BREXIT WOULD REDUCE LIKELIHOOD NEXT MOVE IN BOE RATES WOULD BE UP:
Question: is next interest rate move likely to be up regardless of whether Britain leaves EU?
”Well no, on balance it (Brexit) would reduce that probability.
“In this case, because the exchange rate may do a lot of the work and maybe too much of the work and because there’s potentially a supply shock, and that would put upward pressure on inflation, both of those aspects would mitigate against stimulus -- would reduce the likelihood of stimulus or the degree of stimulus that would be appropriate.”
STERLING LIKELY TO FALL BY MORE THAN 5 PCT IN EVENT OF BREXIT VOTE:
”What (the BoE) analysis suggests ... was that close to 5 percentage points of the decline we’ve seen in sterling since November was attributable not to the fact of exit, but to the possibility of leaving the EU.

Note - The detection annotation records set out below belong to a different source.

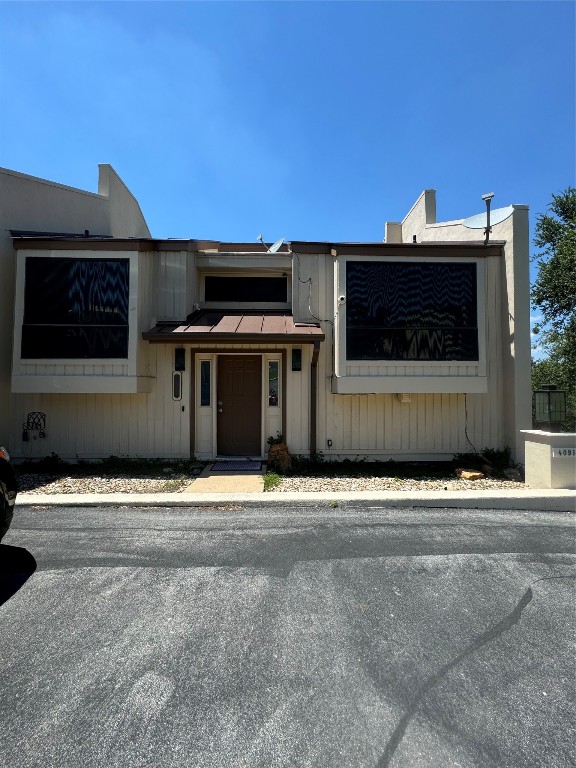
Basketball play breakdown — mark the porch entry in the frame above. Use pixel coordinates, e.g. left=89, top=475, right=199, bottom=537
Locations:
left=216, top=355, right=262, bottom=456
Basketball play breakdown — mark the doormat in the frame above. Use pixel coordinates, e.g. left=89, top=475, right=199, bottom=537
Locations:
left=210, top=460, right=262, bottom=472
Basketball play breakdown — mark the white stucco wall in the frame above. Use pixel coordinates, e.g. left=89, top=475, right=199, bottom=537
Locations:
left=0, top=165, right=150, bottom=450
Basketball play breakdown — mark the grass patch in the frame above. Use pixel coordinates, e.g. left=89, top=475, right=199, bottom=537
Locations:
left=264, top=472, right=282, bottom=492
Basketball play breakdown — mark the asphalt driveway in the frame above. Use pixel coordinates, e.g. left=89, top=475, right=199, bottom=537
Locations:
left=0, top=507, right=576, bottom=768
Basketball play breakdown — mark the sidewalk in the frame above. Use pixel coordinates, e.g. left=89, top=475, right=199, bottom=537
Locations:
left=16, top=488, right=576, bottom=513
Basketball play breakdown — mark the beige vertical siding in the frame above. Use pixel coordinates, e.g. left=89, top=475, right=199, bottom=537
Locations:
left=306, top=249, right=502, bottom=459
left=11, top=345, right=190, bottom=460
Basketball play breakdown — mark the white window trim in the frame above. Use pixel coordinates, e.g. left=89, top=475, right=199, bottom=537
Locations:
left=332, top=255, right=488, bottom=394
left=12, top=250, right=138, bottom=376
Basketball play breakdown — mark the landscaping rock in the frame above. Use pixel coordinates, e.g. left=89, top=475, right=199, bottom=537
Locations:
left=456, top=469, right=484, bottom=480
left=502, top=467, right=524, bottom=483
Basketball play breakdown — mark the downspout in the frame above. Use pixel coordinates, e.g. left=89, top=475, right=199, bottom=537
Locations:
left=310, top=341, right=320, bottom=456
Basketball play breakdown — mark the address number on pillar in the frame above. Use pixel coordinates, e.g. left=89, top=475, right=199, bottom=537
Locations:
left=552, top=448, right=576, bottom=459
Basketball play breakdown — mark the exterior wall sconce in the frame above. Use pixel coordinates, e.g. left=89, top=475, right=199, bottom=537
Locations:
left=174, top=347, right=186, bottom=371
left=22, top=411, right=46, bottom=443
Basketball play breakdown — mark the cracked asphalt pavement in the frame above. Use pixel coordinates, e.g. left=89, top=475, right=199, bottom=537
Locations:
left=0, top=504, right=576, bottom=768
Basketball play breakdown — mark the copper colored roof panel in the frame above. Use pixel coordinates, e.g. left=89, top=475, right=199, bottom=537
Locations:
left=142, top=310, right=325, bottom=344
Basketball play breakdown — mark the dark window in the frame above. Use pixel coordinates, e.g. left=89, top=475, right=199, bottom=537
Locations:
left=200, top=360, right=212, bottom=405
left=204, top=275, right=288, bottom=304
left=346, top=261, right=478, bottom=360
left=21, top=257, right=130, bottom=358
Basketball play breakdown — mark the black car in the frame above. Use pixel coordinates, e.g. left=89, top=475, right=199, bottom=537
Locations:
left=0, top=447, right=18, bottom=541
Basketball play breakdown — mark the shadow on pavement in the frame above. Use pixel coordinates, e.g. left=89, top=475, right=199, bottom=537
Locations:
left=0, top=544, right=36, bottom=605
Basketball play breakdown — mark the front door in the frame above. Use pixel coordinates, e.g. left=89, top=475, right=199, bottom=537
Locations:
left=216, top=355, right=262, bottom=456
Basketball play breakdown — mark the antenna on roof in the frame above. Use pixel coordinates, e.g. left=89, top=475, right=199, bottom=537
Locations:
left=462, top=198, right=514, bottom=245
left=258, top=235, right=285, bottom=253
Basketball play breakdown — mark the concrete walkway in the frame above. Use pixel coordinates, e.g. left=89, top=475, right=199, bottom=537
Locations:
left=185, top=464, right=266, bottom=494
left=16, top=488, right=576, bottom=513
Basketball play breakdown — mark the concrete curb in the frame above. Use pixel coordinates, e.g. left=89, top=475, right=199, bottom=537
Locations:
left=16, top=488, right=576, bottom=513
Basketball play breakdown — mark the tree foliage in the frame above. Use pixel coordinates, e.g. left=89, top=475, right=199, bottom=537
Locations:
left=531, top=187, right=576, bottom=431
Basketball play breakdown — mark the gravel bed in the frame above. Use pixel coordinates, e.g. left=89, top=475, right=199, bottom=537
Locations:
left=18, top=474, right=195, bottom=494
left=18, top=474, right=519, bottom=494
left=274, top=475, right=519, bottom=493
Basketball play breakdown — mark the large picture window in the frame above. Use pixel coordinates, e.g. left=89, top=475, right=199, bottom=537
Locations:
left=204, top=275, right=288, bottom=304
left=346, top=261, right=478, bottom=361
left=21, top=257, right=130, bottom=359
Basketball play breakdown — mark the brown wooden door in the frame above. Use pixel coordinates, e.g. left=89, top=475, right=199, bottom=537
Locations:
left=216, top=355, right=262, bottom=456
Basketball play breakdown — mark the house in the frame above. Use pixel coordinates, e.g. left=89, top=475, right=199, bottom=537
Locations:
left=0, top=166, right=531, bottom=461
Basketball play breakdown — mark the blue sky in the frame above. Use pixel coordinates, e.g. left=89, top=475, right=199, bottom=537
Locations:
left=0, top=0, right=576, bottom=258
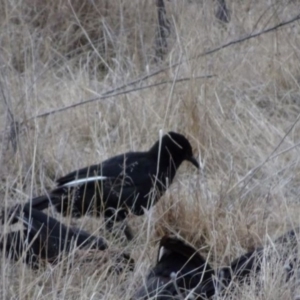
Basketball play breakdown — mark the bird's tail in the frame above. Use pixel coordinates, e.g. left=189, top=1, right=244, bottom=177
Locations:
left=0, top=194, right=61, bottom=224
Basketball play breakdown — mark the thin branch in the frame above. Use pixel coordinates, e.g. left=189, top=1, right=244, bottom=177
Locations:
left=227, top=114, right=300, bottom=194
left=18, top=11, right=300, bottom=120
left=27, top=75, right=215, bottom=121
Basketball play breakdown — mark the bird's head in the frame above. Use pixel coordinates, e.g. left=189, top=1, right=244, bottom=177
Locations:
left=161, top=131, right=200, bottom=169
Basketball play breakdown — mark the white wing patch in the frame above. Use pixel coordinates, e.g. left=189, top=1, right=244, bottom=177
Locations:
left=158, top=246, right=171, bottom=261
left=62, top=176, right=108, bottom=187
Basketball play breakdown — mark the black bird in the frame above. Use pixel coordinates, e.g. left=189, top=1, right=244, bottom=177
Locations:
left=133, top=236, right=214, bottom=300
left=0, top=206, right=107, bottom=268
left=4, top=132, right=199, bottom=240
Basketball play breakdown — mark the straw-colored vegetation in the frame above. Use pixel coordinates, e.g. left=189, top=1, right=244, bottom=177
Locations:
left=0, top=0, right=300, bottom=299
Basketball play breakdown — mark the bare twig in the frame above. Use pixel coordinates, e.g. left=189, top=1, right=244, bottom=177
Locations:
left=228, top=115, right=300, bottom=194
left=27, top=75, right=215, bottom=121
left=155, top=0, right=171, bottom=60
left=105, top=15, right=300, bottom=95
left=216, top=0, right=230, bottom=23
left=15, top=15, right=300, bottom=121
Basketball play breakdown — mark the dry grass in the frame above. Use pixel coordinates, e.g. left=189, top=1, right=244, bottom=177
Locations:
left=0, top=0, right=300, bottom=299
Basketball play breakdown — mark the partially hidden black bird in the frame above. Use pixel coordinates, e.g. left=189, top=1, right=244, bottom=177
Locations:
left=0, top=206, right=107, bottom=268
left=4, top=132, right=199, bottom=240
left=132, top=236, right=263, bottom=300
left=133, top=236, right=214, bottom=300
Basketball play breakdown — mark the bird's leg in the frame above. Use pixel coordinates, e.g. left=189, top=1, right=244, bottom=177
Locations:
left=121, top=221, right=134, bottom=241
left=105, top=214, right=134, bottom=241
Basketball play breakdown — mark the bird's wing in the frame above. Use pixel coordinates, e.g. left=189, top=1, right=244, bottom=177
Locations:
left=56, top=152, right=156, bottom=187
left=133, top=276, right=176, bottom=300
left=157, top=236, right=212, bottom=271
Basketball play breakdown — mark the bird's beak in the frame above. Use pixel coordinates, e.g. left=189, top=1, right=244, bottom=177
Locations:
left=186, top=156, right=200, bottom=169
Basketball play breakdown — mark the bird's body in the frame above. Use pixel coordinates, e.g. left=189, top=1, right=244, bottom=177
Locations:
left=133, top=236, right=214, bottom=300
left=0, top=206, right=107, bottom=267
left=7, top=132, right=199, bottom=239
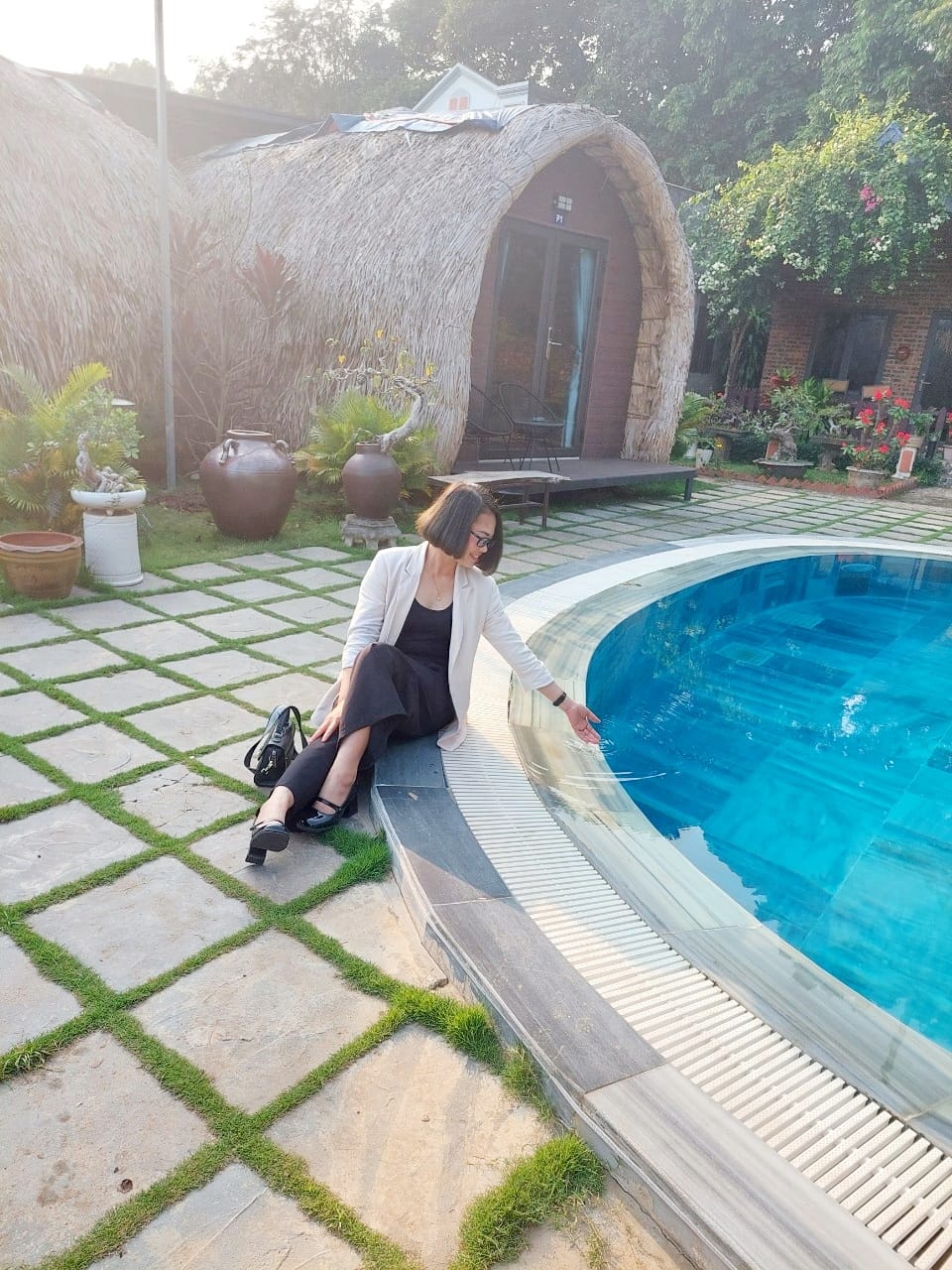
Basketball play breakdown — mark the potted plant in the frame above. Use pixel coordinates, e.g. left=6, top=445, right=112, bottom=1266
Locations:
left=295, top=330, right=435, bottom=546
left=0, top=362, right=145, bottom=598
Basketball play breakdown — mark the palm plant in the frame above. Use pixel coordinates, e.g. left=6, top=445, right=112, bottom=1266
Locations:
left=295, top=389, right=436, bottom=496
left=0, top=362, right=141, bottom=530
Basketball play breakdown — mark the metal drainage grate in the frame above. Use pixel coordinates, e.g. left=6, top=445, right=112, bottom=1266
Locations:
left=443, top=657, right=952, bottom=1270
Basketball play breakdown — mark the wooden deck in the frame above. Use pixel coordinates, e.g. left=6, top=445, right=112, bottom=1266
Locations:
left=457, top=458, right=697, bottom=502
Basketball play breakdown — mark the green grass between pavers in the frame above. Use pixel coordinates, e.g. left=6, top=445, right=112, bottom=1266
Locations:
left=449, top=1133, right=604, bottom=1270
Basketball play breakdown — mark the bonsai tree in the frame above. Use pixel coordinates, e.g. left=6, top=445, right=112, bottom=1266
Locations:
left=685, top=103, right=952, bottom=389
left=0, top=362, right=142, bottom=531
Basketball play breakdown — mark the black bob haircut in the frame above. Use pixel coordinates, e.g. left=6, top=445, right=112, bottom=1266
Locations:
left=416, top=481, right=503, bottom=572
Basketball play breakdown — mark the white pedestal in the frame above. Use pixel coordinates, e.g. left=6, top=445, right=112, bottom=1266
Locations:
left=82, top=512, right=142, bottom=586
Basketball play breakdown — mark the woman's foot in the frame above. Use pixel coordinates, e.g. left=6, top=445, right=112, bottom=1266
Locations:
left=295, top=782, right=357, bottom=833
left=245, top=788, right=295, bottom=865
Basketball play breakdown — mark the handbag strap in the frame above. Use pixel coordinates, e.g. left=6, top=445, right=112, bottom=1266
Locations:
left=244, top=706, right=307, bottom=772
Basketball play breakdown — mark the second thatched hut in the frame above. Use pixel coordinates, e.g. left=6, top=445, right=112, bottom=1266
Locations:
left=189, top=105, right=693, bottom=467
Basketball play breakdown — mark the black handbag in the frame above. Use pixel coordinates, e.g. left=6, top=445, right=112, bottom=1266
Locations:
left=245, top=706, right=304, bottom=789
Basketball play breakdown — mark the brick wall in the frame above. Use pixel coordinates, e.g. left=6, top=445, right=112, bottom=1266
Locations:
left=761, top=226, right=952, bottom=399
left=471, top=150, right=641, bottom=458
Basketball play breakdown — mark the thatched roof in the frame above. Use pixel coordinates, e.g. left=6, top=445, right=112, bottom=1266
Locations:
left=0, top=58, right=187, bottom=405
left=189, top=105, right=693, bottom=463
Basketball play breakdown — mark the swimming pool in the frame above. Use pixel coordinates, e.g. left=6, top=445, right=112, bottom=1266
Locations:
left=588, top=553, right=952, bottom=1049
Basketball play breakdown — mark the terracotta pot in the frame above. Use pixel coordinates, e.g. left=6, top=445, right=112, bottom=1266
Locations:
left=0, top=530, right=82, bottom=599
left=847, top=466, right=886, bottom=489
left=198, top=428, right=298, bottom=539
left=340, top=441, right=400, bottom=521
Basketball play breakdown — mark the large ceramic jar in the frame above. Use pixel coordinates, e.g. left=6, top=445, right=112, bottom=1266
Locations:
left=340, top=441, right=400, bottom=521
left=0, top=530, right=82, bottom=599
left=198, top=428, right=298, bottom=539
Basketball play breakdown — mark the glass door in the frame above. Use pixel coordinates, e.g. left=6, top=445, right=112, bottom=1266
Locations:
left=917, top=314, right=952, bottom=410
left=489, top=225, right=604, bottom=450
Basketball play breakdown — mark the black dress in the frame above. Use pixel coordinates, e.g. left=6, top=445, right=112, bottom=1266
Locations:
left=278, top=599, right=454, bottom=829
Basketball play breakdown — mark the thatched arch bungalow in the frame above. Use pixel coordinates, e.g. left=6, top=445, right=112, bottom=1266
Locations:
left=0, top=58, right=186, bottom=405
left=189, top=105, right=693, bottom=464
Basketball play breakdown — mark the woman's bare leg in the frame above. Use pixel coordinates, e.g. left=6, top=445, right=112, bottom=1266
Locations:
left=314, top=727, right=371, bottom=812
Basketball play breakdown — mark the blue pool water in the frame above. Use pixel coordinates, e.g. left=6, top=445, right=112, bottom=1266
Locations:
left=586, top=555, right=952, bottom=1049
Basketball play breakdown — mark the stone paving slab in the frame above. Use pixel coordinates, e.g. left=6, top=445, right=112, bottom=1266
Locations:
left=214, top=577, right=298, bottom=604
left=0, top=693, right=86, bottom=736
left=231, top=671, right=330, bottom=725
left=289, top=548, right=350, bottom=563
left=119, top=763, right=249, bottom=838
left=0, top=1033, right=209, bottom=1266
left=101, top=621, right=214, bottom=662
left=91, top=1165, right=362, bottom=1270
left=184, top=608, right=292, bottom=639
left=261, top=595, right=355, bottom=626
left=189, top=818, right=344, bottom=904
left=128, top=698, right=262, bottom=752
left=166, top=645, right=281, bottom=689
left=68, top=671, right=187, bottom=713
left=340, top=560, right=371, bottom=577
left=167, top=560, right=241, bottom=581
left=268, top=1026, right=549, bottom=1270
left=248, top=631, right=340, bottom=666
left=27, top=726, right=166, bottom=784
left=0, top=613, right=68, bottom=649
left=0, top=935, right=81, bottom=1054
left=191, top=736, right=259, bottom=782
left=122, top=572, right=176, bottom=595
left=133, top=931, right=387, bottom=1111
left=0, top=639, right=127, bottom=684
left=149, top=590, right=237, bottom=617
left=283, top=566, right=349, bottom=590
left=227, top=552, right=298, bottom=572
left=309, top=878, right=447, bottom=988
left=0, top=802, right=145, bottom=904
left=28, top=856, right=253, bottom=992
left=56, top=599, right=156, bottom=631
left=0, top=754, right=62, bottom=807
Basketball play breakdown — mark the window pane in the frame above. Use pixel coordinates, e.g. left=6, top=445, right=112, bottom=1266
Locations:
left=810, top=310, right=853, bottom=380
left=842, top=314, right=888, bottom=389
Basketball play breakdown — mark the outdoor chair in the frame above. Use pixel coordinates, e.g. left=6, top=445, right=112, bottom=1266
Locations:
left=499, top=384, right=562, bottom=471
left=466, top=384, right=516, bottom=467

“That risk (of Brexit) is not 100 percent at the moment. Roughly speaking, this (depreciation) might have been caused by, say, an assessed probability in the market of around 30 percent. So if it were to go from 30 to 100 - which is what happens in the event of a Leave vote - one might infer you’d get more than another 5 percent (depreciation).”
“I don’t want to give a running commentary on every report that analyses what may or may not happen to the economy. I think the MPC speaks in its own voice on this and we have discussed this in the minutes, we have discussed this in the inflation report and I agree with that analysis that we have put out, which is that it is likely that there will be a material slowing in growth and it is likely that inflation will rise and that the exchange rate will fall.”